I want to convert a tab-delimited text into a 2D tensor object so that I can feed the data into a CNN.
What is the proper way to do this?
I wrote the following:
from typing import List, Union, cast
import tensorflow as tf
CellType = Union[str, float, int, bool]
RowType = List[CellType]
# Mapping Python types to TensorFlow data types
TF_DATA_TYPES = {
str: tf.string,
float: tf.float32,
int: tf.int32,
bool: tf.bool
}
def convert_string_to_tensorflow_object(data_string):
# Split the string into lines
linesStringList1d: List[str] = data_string.strip().split('\n')

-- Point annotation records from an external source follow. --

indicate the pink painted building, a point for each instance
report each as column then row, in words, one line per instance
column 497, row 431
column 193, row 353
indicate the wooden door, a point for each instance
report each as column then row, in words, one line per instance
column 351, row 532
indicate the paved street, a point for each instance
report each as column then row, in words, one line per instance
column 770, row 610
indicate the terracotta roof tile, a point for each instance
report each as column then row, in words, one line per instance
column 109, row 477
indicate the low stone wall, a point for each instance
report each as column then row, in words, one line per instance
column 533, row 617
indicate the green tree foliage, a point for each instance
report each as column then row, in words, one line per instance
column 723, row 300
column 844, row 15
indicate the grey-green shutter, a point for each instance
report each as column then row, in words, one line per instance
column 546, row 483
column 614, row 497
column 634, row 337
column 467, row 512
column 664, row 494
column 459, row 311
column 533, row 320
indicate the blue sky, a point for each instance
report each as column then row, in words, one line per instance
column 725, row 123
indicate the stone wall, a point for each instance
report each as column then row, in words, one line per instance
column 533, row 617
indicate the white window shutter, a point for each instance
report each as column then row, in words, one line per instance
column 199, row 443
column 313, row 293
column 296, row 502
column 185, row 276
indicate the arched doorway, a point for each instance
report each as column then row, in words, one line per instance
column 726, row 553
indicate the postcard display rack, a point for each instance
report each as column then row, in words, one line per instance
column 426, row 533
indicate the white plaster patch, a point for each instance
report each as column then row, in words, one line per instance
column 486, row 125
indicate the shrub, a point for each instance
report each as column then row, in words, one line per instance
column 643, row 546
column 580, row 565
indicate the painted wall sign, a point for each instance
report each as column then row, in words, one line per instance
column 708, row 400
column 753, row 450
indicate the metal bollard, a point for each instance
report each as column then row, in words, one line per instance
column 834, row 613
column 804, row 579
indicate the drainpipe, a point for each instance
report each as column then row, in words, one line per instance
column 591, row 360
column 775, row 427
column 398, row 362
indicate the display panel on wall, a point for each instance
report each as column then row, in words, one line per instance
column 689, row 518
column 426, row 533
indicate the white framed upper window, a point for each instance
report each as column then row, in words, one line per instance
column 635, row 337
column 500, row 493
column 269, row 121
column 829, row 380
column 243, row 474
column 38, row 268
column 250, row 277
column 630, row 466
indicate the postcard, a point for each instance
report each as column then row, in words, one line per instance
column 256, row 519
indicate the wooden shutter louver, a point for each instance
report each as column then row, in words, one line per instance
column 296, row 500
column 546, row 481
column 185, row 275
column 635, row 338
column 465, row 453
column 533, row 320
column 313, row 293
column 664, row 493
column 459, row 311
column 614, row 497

# Split each line into columns
dataStringList2d: List[List[str]] = []
for line in linesStringList1d:
rowItem: List[str] = line.split(' ')
dataStringList2d.append(rowItem)
# Convert the data to TensorFlow tensors
listOfRows: List[RowType] = []
for rowItem in dataStringList2d:
oneRow: RowType = []
for stringItem in rowItem:
oneRow.append(cast(CellType, stringItem))
listOfRows.append(oneRow)
# Get the TensorFlow data type based on the Python type of CellType
tf_data_type = TF_DATA_TYPES[type(CellType)]
listOfRows = tf.constant(listOfRows, dtype=tf_data_type)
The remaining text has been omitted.